Likewise, Lab Services is engaged in early projects to use Watson in IT Service Management. At one client, we are piloting Watson technologies to match new incidents with existing or historical incidents. The aim is to identify root causes and the right subject matter expertise to perform the incident resolution. At another client, we use Watson to build a graph of the IT landscape, federating repositories like CMDBs, Asset Databases, Logfiles and so on together. Building an ontology and leveraging natural language classification allows this federation across structured and non-structured data.
Automating repetitive tasks is a well understood topic in ITSM. We have clients that schedule tens of thousands of jobs every day. We have clients that automate their IT processes using the process automation platform, frequently based on the ITIL framework. We have clients that automate the provisioning of IaaS, PaaS, and even application landscapes – triggered by a single click in a self-service portal. And these are only 3 examples of automation.
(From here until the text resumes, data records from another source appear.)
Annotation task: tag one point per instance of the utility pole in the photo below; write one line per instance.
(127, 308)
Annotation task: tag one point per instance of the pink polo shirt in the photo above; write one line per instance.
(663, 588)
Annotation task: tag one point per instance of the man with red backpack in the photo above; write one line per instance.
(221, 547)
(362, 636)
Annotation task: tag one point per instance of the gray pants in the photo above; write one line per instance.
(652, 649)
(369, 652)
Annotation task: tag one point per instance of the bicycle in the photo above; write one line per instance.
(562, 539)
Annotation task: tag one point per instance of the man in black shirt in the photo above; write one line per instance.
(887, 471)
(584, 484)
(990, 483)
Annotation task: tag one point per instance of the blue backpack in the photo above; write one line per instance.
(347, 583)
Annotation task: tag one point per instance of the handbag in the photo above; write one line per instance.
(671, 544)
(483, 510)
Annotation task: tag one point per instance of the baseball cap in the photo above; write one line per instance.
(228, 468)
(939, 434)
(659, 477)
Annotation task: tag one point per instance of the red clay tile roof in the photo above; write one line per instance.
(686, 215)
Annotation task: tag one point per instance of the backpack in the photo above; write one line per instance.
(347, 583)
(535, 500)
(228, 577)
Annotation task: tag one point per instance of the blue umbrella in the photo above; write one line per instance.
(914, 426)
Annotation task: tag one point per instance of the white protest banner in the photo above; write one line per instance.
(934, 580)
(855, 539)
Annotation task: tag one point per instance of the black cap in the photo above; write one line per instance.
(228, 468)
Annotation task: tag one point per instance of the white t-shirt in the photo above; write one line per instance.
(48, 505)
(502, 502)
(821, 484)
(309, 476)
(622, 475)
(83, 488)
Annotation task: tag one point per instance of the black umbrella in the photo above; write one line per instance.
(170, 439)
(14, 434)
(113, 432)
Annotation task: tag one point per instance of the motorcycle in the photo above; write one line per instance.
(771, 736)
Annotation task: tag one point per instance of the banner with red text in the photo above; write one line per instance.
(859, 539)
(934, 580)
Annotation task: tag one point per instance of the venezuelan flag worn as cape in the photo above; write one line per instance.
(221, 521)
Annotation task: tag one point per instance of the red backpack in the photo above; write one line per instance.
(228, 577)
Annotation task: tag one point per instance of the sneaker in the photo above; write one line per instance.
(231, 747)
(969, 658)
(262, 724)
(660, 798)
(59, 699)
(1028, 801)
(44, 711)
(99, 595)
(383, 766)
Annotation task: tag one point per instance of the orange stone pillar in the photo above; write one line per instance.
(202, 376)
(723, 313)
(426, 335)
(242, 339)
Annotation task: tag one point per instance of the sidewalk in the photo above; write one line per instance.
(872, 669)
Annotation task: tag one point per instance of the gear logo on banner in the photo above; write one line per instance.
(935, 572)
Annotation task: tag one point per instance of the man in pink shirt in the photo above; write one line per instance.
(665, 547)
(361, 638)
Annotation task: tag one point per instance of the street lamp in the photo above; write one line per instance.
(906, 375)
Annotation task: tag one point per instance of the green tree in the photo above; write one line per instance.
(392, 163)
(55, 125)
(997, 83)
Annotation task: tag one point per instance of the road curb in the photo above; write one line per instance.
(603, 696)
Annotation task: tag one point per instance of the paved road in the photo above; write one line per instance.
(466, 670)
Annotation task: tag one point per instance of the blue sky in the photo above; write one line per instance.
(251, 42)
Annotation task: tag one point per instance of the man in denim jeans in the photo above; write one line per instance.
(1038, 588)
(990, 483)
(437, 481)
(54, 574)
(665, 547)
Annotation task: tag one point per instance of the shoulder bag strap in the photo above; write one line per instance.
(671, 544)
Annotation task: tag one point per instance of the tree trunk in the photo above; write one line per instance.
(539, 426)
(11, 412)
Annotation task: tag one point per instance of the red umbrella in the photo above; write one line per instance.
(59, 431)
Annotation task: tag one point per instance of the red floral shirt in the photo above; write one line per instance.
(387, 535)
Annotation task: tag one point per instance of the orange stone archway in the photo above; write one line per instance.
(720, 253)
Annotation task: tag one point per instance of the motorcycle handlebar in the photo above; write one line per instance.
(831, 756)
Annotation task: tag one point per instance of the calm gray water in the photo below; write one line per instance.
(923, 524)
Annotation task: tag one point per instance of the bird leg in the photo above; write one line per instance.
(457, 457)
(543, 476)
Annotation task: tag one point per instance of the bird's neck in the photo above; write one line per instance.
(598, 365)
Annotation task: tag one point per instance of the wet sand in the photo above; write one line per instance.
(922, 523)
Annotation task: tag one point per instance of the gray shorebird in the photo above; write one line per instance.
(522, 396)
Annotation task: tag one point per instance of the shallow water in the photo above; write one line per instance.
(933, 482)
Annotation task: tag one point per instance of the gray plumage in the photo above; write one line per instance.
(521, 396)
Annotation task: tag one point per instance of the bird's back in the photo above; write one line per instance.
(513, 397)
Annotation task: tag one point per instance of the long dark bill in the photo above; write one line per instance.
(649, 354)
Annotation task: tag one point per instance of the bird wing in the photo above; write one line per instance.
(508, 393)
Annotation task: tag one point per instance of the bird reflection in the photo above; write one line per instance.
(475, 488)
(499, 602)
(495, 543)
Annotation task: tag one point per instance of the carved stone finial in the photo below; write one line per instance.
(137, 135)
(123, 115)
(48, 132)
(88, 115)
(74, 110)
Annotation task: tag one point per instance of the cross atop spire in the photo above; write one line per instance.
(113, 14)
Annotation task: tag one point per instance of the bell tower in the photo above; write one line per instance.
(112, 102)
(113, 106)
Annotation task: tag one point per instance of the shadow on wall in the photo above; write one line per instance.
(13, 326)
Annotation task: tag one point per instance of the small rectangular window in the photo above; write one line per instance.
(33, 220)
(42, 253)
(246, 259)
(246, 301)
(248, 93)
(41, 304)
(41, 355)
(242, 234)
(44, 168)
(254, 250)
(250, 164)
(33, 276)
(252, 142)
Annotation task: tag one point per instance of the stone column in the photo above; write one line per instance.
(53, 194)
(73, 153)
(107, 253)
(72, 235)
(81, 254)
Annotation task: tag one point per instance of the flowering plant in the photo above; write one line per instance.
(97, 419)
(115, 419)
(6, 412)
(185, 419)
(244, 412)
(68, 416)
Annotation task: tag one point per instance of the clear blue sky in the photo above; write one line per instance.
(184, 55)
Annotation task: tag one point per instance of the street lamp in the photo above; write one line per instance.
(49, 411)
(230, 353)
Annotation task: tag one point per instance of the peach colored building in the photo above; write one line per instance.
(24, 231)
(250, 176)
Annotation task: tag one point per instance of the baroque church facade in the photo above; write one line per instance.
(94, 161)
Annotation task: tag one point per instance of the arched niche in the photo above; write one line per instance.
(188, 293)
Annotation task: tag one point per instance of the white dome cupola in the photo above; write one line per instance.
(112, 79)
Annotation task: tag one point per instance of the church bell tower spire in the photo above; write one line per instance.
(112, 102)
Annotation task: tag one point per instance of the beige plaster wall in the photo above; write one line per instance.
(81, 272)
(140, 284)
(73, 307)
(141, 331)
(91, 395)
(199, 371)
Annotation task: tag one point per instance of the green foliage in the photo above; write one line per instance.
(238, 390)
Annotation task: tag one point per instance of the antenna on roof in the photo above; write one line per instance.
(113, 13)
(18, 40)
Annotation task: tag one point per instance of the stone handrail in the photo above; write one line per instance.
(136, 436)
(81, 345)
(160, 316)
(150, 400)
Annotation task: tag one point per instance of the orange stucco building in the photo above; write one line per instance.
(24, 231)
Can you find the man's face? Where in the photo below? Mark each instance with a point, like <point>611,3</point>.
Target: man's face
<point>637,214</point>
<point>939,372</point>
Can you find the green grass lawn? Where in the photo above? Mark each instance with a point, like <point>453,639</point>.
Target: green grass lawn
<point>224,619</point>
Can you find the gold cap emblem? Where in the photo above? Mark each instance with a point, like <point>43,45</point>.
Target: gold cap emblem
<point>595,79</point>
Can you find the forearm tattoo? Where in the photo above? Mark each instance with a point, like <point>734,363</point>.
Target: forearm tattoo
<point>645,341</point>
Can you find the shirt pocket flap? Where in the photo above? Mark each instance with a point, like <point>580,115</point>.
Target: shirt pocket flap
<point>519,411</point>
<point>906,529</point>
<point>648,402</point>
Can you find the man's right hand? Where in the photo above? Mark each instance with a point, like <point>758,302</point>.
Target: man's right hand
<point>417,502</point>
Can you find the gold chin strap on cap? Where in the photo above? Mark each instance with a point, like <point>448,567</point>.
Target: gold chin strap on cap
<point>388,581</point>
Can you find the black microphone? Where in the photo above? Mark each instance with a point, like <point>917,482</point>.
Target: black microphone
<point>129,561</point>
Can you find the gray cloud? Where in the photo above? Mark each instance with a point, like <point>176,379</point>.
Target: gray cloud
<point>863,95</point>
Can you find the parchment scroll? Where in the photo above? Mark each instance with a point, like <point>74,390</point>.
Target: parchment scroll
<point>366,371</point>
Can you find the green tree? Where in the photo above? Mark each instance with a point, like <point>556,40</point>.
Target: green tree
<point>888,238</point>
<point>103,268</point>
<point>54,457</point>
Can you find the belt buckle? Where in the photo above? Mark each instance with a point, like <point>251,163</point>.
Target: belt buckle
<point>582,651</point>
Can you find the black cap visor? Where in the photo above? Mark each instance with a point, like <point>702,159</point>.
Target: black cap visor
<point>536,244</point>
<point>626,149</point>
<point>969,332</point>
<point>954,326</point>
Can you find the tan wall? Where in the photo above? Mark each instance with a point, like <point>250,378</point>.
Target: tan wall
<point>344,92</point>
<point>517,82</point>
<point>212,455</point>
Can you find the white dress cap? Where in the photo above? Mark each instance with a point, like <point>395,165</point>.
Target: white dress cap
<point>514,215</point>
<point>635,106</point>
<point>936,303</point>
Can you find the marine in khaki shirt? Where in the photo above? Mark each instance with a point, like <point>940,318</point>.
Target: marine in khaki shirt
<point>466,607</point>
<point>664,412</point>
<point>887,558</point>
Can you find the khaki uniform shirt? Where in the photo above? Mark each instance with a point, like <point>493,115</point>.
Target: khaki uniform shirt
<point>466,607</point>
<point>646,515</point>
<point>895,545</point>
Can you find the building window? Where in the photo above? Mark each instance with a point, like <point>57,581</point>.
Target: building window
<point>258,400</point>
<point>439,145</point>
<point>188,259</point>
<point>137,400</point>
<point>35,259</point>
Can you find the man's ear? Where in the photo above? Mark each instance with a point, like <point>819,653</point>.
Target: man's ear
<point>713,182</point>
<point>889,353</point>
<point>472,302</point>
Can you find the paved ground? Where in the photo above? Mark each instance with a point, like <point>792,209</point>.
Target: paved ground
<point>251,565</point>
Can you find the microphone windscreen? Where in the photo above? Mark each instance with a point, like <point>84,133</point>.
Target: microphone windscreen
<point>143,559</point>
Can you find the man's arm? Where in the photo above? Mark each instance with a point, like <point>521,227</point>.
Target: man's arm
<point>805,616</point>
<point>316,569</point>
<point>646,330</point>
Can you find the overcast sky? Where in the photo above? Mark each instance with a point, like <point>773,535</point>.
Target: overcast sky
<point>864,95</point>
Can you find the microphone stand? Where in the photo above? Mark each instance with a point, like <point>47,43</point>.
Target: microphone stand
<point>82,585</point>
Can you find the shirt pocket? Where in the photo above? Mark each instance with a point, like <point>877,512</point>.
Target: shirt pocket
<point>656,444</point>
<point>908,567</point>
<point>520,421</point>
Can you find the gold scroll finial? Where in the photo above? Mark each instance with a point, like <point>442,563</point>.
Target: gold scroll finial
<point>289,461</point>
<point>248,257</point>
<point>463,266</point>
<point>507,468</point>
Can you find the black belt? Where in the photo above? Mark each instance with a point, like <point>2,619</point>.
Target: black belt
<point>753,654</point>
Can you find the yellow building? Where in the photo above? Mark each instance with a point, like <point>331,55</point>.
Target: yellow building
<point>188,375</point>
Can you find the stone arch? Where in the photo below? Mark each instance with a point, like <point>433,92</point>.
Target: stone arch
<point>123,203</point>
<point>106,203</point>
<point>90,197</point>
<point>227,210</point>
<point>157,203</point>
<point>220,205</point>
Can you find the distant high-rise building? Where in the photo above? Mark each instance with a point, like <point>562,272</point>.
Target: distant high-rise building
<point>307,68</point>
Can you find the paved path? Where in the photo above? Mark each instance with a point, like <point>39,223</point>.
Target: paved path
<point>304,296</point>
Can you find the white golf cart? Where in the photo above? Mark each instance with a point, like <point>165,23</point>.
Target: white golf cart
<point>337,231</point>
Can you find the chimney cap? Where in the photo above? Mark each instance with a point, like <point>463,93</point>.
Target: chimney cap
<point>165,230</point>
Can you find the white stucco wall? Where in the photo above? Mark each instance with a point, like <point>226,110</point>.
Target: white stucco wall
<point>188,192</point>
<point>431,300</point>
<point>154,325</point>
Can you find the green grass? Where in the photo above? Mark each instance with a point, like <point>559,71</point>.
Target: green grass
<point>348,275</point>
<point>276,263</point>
However, in 2015 a new flavor of automation started getting enormous traction: Runbook Automation. In the past, clients were not ready for an automatic mitigation of problems. Partly because of lack of standardization, appropriate automation technology didn’t exist or simply clients didn’t consider this as something to focus at. With global labor arbitrage reaching its limits, clients now need to look for new opportunities to cut costs while assuring availability.
In Lab Services, we have had an offering for quite some time to automatically respond to incoming events with the appropriate action. For instance, on a “Filesystem Full” alert, we would remove temporary files, prune logfiles and potentially extend the volume group. The ITSM development team have taken over and started developing a Runbook Automation solution. This solution acknowledges the varying degree of maturity in our client base: in addition to a fully-automated solution, the offering will also support semi-automatic runbooks as well as manual runbooks. These levels will also support a client growing into runbook automation: he first documents his runbooks and make it accessible in-situ to an event. From there, more frequent or Error-prone manual operations can be automated and enabled as semi-automated runbooks; eventually leading into a full automation for a given event. Feedback from clients so far is extremely encouraging. Especially the ease of use of the solution, and the ability to plug-in additional triggers (the “IF” part) and execution methods (the “THEN” part) is a key value that clients raise. We are in Beta for several months and expect the offering to be released in 1h2016.
ITSM as a Service
The last theme I have observed is a push towards as-a-service consumption models. Not (yet) in the classic means of consuming everything from the cloud, but rather in a hybrid model. The classic IT service management functions are provided on-premise, while new functions are being provisioned from the cloud. A key reason is that an aaS model provides the functions much quicker compared to a traditional on-premise release: No install, no hardware / network acquisition, no complex system architecture. Another reason is that the function is not requested by a central IT department, but rather a line of business. Application Performance Management is a good example here, that also shows the need to integrate these two worlds – on-premise and hybrid.
I am certain that 2016 will be an important year in the journey towards cognitive operations. Relevant technology components exist – for instance the Watson ecosystem on BlueMix – and innovative clients start partnering with us in these projects. Some of these clients start with IT, to be prepared for an application of the technology in their lines of business. The role of IT changes, and I am excited working with clients in shaping their future role.
At InterConnect 2016, Richard Wilkins and I will review some of these approaches in our CTO Panel (session #4737). We are looking forward to an interactive session and brainstorm what 2016 may bring.